Weider publications have always stressed that the ideal schedule was composed of exercises that utilized not only cheating methods but also the strict form of exercises. Not only can you gain bulk and tendon strength, but also separation and contractile power. Here is an exercise bench movement. Lie on the bench at full length. DON'T rest the feet on the ground. Take a dumbbell in each hand and lower them as far down as possible, keeping the elbows locked. From this position return to above the chest and repeat. There will be considerable stretch on the pectorals and no little stiffness next day. Start off with 3 sets of 10 reps working up to 3 sets of 15 before increasing exercise poundage.


Exercise 3.
The latissimus machine is a grand piece of apparatus and no gym is really complete without it. In most dumbbell and barbell pectoral exercises, the tension the weight supplies . . . the resistance . . . lessens when a certain position in the exercise is reached. By using the lat machine for pectoral work, it is possible to keep contraction on the muscle from start to finish of the movement. Illustration 3 shows you how to do this movement. Lie sideways to the machine and have the cable coming down at an angle. The weight should be OFF the ground from start to finish of the movement. Grasp the handle and pull the arm up and over across the chest as far as you can. Hold the contraction for a count of three, then lower the weight and repeat. 2 sets of 15 reps, working up to 2 x 20 before you increase the weight will be fine.

Exercise 4.
Quite a few bodybuilders complain of sprains in that section of the pectoral where it joins the deltoid. Here is an exercise to strengthen that area . . . none other than the wide grip bench press . . . but with a subtle difference. Lie on an exercise bench and take as wide a grip as possible on the bar . . . right out to the collars. Now, DON'T hold the weight overhead, let it down to the chest and press it up again with no pause. Do it this way. Rest the weight on the chest in the stretched position and press it from there. When you lower the weight, do so as slowly as you can and when it reached the chest, relax, allowing the barbell to rest across the upper rib box.

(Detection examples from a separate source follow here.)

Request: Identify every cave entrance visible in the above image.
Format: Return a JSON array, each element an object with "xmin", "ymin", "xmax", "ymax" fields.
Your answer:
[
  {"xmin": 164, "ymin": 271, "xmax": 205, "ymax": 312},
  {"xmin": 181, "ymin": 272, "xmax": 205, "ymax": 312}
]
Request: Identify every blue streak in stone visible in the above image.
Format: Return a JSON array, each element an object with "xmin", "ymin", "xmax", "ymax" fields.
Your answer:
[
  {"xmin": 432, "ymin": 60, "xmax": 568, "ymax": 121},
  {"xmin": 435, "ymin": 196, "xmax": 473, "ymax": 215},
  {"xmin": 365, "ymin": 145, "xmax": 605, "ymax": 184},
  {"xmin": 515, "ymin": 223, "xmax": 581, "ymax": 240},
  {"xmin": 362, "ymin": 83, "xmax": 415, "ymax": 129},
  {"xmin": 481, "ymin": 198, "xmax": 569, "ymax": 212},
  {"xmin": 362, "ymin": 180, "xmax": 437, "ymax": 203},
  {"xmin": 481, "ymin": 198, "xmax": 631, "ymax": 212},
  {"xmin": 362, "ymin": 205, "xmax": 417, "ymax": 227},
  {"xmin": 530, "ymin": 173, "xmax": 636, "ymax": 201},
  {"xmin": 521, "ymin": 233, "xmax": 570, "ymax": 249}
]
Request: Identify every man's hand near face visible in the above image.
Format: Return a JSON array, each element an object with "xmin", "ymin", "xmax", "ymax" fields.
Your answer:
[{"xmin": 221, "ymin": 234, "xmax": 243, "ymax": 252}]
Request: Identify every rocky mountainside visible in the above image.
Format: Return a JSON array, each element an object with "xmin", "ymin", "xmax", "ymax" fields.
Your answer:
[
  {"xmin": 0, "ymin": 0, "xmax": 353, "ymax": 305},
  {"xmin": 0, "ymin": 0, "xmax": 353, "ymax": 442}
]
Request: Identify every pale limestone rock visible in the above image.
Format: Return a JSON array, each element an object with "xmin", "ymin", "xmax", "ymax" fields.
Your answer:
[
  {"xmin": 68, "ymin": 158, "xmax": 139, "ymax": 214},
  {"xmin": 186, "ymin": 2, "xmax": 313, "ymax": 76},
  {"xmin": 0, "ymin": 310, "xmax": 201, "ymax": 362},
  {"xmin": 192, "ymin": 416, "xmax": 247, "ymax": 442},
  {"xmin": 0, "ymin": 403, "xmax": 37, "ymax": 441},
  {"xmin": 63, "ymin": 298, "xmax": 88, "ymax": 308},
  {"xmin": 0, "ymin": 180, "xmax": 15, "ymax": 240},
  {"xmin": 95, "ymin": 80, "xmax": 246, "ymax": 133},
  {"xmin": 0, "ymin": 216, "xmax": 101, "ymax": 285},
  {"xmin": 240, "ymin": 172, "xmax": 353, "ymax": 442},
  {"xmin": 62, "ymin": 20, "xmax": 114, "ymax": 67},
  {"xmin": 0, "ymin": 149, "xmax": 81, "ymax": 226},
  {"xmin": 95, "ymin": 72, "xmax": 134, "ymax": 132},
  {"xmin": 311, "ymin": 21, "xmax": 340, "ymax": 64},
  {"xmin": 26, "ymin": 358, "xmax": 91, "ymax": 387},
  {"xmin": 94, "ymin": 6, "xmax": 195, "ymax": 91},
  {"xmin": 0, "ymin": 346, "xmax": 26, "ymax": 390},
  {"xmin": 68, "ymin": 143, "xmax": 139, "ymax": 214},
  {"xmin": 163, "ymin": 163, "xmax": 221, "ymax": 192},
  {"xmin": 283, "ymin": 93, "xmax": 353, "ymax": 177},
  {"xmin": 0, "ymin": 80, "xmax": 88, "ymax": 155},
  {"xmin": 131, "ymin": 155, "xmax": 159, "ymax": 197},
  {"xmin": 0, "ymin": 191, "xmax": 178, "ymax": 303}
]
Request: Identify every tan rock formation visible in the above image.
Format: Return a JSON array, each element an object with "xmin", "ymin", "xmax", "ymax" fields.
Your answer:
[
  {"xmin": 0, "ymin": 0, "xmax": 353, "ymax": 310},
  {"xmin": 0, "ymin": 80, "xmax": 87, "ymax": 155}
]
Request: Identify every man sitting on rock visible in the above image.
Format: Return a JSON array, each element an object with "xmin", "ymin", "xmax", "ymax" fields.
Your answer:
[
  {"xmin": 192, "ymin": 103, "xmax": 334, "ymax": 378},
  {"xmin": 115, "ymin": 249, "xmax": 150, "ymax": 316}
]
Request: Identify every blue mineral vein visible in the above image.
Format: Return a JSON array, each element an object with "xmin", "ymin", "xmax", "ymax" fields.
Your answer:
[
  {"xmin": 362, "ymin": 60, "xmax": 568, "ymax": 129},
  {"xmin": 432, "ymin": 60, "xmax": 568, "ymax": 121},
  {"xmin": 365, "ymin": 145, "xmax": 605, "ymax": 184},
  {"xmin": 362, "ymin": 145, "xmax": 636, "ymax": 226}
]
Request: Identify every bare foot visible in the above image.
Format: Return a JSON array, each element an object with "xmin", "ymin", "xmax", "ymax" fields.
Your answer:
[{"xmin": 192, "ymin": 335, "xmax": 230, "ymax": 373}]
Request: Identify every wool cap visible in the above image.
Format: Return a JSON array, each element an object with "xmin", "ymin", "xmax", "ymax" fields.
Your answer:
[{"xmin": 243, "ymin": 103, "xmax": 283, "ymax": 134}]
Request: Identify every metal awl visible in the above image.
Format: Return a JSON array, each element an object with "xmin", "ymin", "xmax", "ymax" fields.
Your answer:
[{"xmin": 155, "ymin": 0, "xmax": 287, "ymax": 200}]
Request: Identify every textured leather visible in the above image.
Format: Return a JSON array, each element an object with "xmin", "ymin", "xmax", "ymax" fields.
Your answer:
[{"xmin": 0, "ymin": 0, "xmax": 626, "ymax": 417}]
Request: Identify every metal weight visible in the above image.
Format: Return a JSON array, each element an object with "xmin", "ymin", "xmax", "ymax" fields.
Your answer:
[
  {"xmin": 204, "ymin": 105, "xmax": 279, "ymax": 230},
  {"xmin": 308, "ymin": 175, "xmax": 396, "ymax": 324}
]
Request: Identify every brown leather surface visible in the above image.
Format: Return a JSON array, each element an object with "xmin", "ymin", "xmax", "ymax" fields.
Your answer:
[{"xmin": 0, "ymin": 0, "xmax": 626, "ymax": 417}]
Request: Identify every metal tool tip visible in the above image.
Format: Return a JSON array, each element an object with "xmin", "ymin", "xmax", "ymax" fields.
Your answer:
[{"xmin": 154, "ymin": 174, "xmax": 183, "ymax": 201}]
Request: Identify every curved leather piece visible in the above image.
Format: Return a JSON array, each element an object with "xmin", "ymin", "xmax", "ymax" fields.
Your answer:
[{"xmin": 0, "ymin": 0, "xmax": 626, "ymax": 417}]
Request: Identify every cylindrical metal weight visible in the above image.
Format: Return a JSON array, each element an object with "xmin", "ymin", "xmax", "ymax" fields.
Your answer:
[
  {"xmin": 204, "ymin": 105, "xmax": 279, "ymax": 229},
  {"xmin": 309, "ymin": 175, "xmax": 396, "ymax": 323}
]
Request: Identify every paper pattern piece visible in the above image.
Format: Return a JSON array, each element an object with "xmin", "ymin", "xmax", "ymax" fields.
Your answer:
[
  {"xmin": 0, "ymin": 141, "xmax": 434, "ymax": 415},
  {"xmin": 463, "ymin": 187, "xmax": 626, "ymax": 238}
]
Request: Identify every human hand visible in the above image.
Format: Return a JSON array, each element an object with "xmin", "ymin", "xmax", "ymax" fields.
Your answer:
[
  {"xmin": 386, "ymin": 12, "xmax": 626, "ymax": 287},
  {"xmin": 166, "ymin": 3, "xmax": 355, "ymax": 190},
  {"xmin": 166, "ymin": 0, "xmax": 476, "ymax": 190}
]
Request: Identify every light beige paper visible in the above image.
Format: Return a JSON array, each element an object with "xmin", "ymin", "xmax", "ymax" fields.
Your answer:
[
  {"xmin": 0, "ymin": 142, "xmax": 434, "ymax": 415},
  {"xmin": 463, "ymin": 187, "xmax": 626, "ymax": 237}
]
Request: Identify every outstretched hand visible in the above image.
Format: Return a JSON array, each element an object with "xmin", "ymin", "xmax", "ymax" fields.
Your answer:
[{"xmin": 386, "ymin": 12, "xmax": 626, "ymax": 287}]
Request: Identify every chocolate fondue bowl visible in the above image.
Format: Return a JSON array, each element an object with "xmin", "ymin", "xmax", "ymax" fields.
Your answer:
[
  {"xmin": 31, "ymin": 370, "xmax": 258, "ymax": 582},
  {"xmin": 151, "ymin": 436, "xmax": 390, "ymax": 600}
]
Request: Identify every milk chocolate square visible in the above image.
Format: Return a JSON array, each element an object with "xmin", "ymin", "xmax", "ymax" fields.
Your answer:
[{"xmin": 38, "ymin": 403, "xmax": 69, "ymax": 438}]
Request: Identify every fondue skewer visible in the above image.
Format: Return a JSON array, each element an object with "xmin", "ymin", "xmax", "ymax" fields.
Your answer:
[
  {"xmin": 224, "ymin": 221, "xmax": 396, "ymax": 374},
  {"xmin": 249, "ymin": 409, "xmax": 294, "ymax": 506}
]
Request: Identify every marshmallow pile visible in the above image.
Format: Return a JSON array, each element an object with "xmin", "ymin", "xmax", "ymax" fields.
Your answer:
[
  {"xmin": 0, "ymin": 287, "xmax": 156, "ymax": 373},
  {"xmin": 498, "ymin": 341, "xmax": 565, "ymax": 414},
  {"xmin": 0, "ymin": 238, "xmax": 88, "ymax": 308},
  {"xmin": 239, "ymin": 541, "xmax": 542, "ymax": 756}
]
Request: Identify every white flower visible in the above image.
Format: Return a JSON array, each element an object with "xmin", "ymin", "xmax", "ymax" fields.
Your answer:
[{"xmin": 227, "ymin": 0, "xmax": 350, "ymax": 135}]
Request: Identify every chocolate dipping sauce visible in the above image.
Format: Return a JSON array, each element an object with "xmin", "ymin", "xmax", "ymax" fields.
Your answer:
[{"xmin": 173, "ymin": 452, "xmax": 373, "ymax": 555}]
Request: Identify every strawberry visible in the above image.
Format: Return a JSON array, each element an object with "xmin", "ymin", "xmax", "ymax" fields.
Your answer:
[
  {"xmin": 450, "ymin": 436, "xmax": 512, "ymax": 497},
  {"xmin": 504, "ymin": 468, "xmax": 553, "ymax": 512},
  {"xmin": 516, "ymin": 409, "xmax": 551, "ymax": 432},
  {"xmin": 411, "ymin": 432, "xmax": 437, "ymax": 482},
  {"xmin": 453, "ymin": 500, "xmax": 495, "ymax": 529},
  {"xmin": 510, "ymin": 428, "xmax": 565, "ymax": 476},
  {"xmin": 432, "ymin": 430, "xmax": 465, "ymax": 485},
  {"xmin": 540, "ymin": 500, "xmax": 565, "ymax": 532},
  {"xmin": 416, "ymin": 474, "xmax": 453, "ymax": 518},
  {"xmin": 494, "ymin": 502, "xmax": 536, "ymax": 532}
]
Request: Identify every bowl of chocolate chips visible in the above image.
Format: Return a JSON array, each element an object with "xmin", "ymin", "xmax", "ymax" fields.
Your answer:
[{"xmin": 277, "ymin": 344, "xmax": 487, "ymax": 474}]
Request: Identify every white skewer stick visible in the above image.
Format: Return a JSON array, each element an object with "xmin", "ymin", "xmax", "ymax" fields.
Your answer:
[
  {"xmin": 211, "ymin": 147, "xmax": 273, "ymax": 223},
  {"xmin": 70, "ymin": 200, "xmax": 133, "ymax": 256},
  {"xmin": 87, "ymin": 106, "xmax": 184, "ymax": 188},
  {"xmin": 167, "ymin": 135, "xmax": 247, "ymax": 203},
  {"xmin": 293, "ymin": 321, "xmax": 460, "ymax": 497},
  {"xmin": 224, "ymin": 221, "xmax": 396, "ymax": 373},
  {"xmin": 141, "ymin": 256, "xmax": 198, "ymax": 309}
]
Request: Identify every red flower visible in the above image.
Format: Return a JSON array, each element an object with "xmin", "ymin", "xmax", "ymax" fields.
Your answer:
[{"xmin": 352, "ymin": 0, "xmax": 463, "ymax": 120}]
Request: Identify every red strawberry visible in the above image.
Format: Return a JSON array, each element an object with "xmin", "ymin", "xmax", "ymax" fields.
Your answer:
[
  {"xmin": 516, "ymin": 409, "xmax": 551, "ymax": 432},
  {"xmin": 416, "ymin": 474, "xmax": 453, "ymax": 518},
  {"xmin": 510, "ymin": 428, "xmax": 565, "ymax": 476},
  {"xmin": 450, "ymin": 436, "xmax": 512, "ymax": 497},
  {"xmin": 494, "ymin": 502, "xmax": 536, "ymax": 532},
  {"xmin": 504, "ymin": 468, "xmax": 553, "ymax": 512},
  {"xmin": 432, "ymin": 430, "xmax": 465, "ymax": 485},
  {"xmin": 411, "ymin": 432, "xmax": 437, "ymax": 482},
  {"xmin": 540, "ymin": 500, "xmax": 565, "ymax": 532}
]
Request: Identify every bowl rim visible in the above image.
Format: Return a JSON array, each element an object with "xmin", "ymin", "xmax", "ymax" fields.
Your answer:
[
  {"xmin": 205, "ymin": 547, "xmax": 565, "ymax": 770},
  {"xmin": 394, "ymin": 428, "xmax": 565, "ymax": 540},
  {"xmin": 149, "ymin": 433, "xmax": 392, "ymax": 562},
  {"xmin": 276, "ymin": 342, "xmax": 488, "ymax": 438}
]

Take a count of three between each rep before you press it overhead again. Start off with 3 sets of 8 reps and work up to 3 x 15 before increasing the poundage.


 Exercise 5.
Here is the final and toughest exercise in this Lateral Raise Lying Routine. Again it is one of those unusual movements. I call it 'rolling dips.' Take a pair of dumbbells and loosen the collars on the plates so they revolve FREELY around the dumbbell bar. Grip them as shown in the illustration while in the indicated position. Your feet are resting on the ground, so are the dumbbells. The hands grasp the bells and the arms are straight. The body and legs are also in a straight line. From this position push the dumbbells out and away from the body, lowering the trunk. Don't try to lower the trunk too far at first. Just push the dumbbells out three or four inches, then pull them together again, raising the trunk. Gradually work lower and lower until the chest nearly touches the floor. Start off the exercise with 2 sets of rolling dips, making as many repetitions as possible. Increase by one set each two weeks until you are performing four sets. Then you can attach a weight to you waist or back for increased resistance.